Пройдя сквозь «Черное облако» из мириад бумажных бабочек мексиканца Карлоса Аморалеса, связанных с его личным, интимным переживанием смерти близкого человека, мы попадем в странный мир японки Юко Мори, где искусственная природа более не нуждается ни в чем живом и человеческом. В инсталляции «Плиссированное изображение: Бабочка» игрушечная бабочка-парусник, сидящая на сканере, оживает под действием солнечной батарейки, которая заряжается от лампочки, и начинает бить крыльями по стеклу, так что сканер принимается за работу, выводя на монитор глитчевое, «плиссированное» изображение. Однако зрителя Юко Мори не покидают сомнения в том, так ли уж эта замкнутая на себе система, модель одной из акселерационистских версий будущего, нуждается в человеческом глазе. Тайванец Иньцзюй Чэнь в своих мокументальных «Сверхзвездных вычислениях» убедительно доказывает, что выдающиеся памятники ленд-арта и минимализма, шедевры Джеймса Таррелла, Роберта Смитсона или Дональда Джадда, являются средствами межгалактической коммуникации внеземной цивилизации лемурианцев, а современные выдающимся памятникам протесты 1968 года — следствием благотворного лемурианского влияния на нашу планету. Впрочем, и замечательное исследование Петра Антонова «Фундаментальный каталог», посвященное забытой истории советско-чилийского астрономического сотрудничества, когда ленинградские астрономы из Пулкова принимали участие в обустройстве обсерватории в Серро-Калан и вместе работали над фундаментальным звездным каталогом, выпущенным в Чили уже после переворота Пиночета и вынужденного разрыва научных отношений, кажется историей вполне фантастической.
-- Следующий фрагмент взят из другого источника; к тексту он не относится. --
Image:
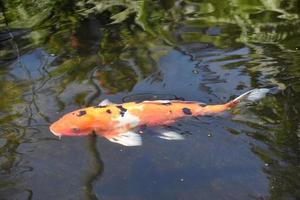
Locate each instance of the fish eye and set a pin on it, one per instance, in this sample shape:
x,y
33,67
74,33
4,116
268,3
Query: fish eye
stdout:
x,y
75,130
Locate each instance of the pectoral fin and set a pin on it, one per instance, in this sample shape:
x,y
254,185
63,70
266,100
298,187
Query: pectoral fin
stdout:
x,y
170,135
128,138
105,102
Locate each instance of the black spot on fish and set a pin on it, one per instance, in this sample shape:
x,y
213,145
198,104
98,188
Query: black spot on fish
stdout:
x,y
81,113
76,130
122,110
187,111
98,106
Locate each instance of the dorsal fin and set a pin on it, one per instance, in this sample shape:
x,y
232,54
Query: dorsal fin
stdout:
x,y
105,102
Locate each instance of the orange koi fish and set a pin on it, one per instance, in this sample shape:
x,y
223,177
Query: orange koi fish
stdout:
x,y
117,122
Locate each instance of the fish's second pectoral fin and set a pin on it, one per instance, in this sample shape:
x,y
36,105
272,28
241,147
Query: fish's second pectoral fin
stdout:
x,y
105,102
170,135
128,138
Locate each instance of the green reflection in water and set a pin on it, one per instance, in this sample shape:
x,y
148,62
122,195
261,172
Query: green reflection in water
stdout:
x,y
124,40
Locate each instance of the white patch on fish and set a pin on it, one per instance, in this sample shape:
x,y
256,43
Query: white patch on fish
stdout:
x,y
128,138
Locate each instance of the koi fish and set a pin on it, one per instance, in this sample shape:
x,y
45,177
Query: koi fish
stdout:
x,y
117,122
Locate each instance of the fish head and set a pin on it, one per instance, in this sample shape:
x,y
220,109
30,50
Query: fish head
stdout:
x,y
77,123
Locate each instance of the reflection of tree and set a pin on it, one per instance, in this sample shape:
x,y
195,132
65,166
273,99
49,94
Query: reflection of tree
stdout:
x,y
125,39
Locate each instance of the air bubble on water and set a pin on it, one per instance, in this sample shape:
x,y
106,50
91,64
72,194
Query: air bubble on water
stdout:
x,y
195,71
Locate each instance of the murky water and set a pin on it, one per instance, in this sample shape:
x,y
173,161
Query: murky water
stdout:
x,y
208,51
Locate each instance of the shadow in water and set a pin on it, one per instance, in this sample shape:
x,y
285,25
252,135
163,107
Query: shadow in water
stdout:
x,y
97,165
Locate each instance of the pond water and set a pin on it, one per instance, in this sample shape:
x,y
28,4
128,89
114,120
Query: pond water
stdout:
x,y
54,60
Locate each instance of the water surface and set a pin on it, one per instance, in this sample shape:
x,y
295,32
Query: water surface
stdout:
x,y
52,62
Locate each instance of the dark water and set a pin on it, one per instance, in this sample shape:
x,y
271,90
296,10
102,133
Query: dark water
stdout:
x,y
54,60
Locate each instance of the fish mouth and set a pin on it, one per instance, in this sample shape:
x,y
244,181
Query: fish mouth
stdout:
x,y
55,133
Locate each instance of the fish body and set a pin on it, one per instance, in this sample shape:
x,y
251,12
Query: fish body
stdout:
x,y
116,122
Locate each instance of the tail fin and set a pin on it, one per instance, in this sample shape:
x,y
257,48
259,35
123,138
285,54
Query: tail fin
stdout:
x,y
252,95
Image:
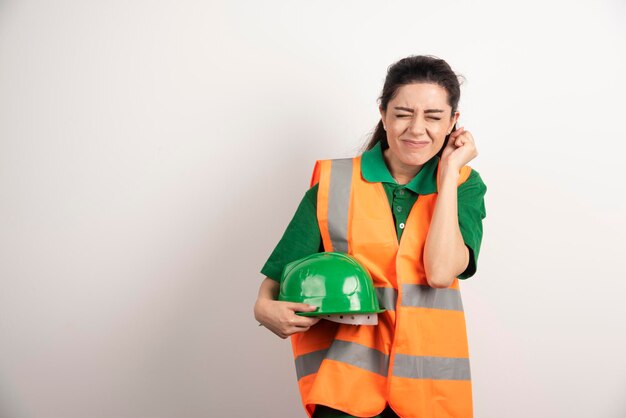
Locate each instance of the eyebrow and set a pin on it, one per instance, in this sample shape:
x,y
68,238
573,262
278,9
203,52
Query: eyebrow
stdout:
x,y
408,109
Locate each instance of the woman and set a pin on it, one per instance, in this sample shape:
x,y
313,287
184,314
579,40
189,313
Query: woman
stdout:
x,y
415,362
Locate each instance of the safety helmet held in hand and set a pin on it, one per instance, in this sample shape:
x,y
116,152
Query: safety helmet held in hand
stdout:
x,y
336,283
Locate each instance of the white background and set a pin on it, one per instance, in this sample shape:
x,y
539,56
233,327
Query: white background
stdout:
x,y
152,153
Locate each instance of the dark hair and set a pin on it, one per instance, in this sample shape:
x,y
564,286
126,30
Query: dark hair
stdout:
x,y
416,69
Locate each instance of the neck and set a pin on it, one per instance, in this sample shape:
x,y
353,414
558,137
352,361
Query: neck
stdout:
x,y
401,173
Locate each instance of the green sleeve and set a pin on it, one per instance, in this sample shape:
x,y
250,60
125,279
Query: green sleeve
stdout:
x,y
471,208
301,238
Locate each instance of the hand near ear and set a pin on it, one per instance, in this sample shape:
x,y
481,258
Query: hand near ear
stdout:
x,y
460,150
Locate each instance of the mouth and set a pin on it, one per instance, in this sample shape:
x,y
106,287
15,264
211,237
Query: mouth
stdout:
x,y
415,144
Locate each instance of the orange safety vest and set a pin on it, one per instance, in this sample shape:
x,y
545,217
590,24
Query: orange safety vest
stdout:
x,y
416,359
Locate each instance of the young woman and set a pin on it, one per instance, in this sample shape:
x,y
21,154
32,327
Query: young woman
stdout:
x,y
414,219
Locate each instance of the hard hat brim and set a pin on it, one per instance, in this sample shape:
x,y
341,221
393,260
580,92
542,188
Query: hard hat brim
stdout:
x,y
318,313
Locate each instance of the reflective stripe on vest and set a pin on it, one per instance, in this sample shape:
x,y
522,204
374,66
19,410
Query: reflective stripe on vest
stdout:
x,y
414,367
339,202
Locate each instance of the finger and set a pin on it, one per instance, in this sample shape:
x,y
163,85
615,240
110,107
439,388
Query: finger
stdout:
x,y
303,321
302,307
311,321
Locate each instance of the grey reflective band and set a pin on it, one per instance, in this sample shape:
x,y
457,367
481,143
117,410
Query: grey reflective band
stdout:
x,y
359,356
423,296
387,298
309,363
424,367
347,352
339,203
366,358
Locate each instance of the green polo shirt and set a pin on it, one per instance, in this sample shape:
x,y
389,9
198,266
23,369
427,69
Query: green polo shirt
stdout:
x,y
302,236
Карлос Аморалес. «Черное облако»
Фото: пресс-служба Уральской биеннале
Сегодня нам все труднее верить в девиз «ars longa», что более двух тысячелетий украшал хоругви ревнителей бессмертия духовной культуры, и речь вовсе не о материальной сохранности памятников Бамиана или Пальмиры, а об уязвимости и ненадежности виртуальных облаков культурной памяти. «Архивы Баррагана» американки Джилл Магид свидетельствуют об этом весьма красноречиво. В 1994 году весь архив великого архитектора Луиса Баррагана, чье имя давно превратилось в торговую марку мексиканского модернизма, был продан владельцу швейцарской мебельной компании Vitra, тот преподнес его в качестве свадебного подарка своей невесте, и она закрыла архивные материалы для исследователей — вот уже четверть века наследие художника никому не доступно. Художница получает разрешение семьи Баррагана на эксгумацию, чтобы превратить частички пепла архитектора в алмаз и обменять кольцо с бриллиантом из Баррагана на право открыть архив,— пока переговоры Джилл Магид с владелицей архива не увенчались успехом, но проект, обрастая фильмами, текстами, объектами и инсталляциями, продолжается.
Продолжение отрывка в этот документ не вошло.